Mortgage After Bankruptcy: Timelines for Eligibility

Bankruptcy applicants often have concerns about the effects of Chapter 7 or Chapter 13 bankruptcy on credit ratings and future opportunities for borrowing. In many cases, people who are considering bankruptcy due to mortgage difficulties and foreclosure wonder how long it will take to qualify for a mortgage and purchase a home in the future.
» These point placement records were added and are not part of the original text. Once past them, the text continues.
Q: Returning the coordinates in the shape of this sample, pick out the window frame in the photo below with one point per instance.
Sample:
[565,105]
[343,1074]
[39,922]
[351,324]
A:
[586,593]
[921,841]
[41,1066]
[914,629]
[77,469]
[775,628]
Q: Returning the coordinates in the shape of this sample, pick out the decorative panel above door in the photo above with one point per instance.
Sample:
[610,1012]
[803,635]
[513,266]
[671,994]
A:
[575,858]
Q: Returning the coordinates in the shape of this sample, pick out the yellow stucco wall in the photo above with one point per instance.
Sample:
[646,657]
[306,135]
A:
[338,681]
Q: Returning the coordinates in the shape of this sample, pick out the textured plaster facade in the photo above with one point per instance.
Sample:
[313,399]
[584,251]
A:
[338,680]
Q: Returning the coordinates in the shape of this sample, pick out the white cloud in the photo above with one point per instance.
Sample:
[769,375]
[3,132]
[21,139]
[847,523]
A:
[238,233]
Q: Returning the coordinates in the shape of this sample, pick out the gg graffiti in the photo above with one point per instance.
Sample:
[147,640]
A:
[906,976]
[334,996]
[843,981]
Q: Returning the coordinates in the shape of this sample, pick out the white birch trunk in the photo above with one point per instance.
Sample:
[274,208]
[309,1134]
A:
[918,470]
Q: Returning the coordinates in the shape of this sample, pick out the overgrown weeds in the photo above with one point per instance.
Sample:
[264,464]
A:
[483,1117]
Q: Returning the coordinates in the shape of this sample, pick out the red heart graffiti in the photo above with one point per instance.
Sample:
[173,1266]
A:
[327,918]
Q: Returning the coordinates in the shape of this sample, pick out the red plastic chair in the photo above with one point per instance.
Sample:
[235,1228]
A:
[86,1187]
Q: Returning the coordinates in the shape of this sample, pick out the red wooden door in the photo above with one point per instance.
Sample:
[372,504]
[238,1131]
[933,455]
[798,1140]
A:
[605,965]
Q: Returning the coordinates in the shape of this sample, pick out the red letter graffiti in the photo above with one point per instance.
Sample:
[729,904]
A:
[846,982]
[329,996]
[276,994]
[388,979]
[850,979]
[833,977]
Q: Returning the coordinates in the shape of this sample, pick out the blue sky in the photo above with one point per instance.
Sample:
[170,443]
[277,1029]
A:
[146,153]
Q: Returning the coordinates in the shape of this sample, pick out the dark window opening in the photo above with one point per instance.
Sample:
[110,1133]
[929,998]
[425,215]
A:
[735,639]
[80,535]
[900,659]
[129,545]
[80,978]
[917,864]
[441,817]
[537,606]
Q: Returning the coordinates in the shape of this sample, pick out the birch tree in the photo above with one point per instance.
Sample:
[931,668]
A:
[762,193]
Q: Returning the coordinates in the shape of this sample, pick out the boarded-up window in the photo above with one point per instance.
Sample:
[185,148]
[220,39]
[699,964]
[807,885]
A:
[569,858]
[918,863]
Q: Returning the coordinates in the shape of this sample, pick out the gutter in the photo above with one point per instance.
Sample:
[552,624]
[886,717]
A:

Federal guidelines for reviewing borrower credit history are far less stringent in this respect than most people might think. After a couple or individual seeks relief in a bankruptcy proceeding, the Federal Housing Administration (FHA), Veterans Administration (VA), Fannie Mae and Freddie Mac have a variety of timelines for mortgage eligibility:

  • The FHA will consider approval of a mortgage application from a borrower who has been able to meet the obligations of a Chapter 13 repayment plan for one year. Chapter 7 applicants are eligible two years from the bankruptcy discharge date (not the filing date). In addition, the FHA imposes a three-year waiting period from the date of foreclosure.
  • For so-called "caution" mortgages, Freddie Mac looks back two years from the discharge or dismissal of either a Chapter 13 bankruptcy or a Chapter 7 that was caused by extenuating circumstances. If a bankruptcy resulted from financial mismanagement, the recovery period for reestablishing credit is generally four years. After a foreclosure, eligibility ranges from three to seven years, and time limits after a short sale or deed-in-lieu of foreclosure range from two to four years.
  • Fannie Mae requires four years for most bankruptcy cases, but as little as two years after a Chapter 13 discharge.
  • The Veterans Administration (VA) extends eligibility as soon as two years after a Chapter 7 or 13 bankruptcy discharge, with potentially shorter timelines for those who have rebuilt credit and suffered financial hardship due to extenuating circumstances.

These figures are generally higher for applicants who have had multiple bankruptcies. However, while credit reports register past bankruptcy filings for up to ten years, people who work diligently to reestablish credit after bankruptcy have plenty of reasons to be optimistic about their future ability to borrow.

Of course, potential borrowers also have options to pursue mortgages from private lenders without federal government backing, with the likelihood of significantly higher down payments and interest rates. In all post-bankruptcy borrowing situations, clear documentation of extenuating circumstances that led to financial stress, including death of a family member, job loss, medical problems or losses due to fraud can affect a borrower's prospects.

Homeowners who are overwhelmed by a mortgage and require financial relief can learn about options for avoiding foreclosure and other hardships from a bankruptcy lawyer. A focused approach to taking advantage of bankruptcy provisions can pave the way to a sound financial future.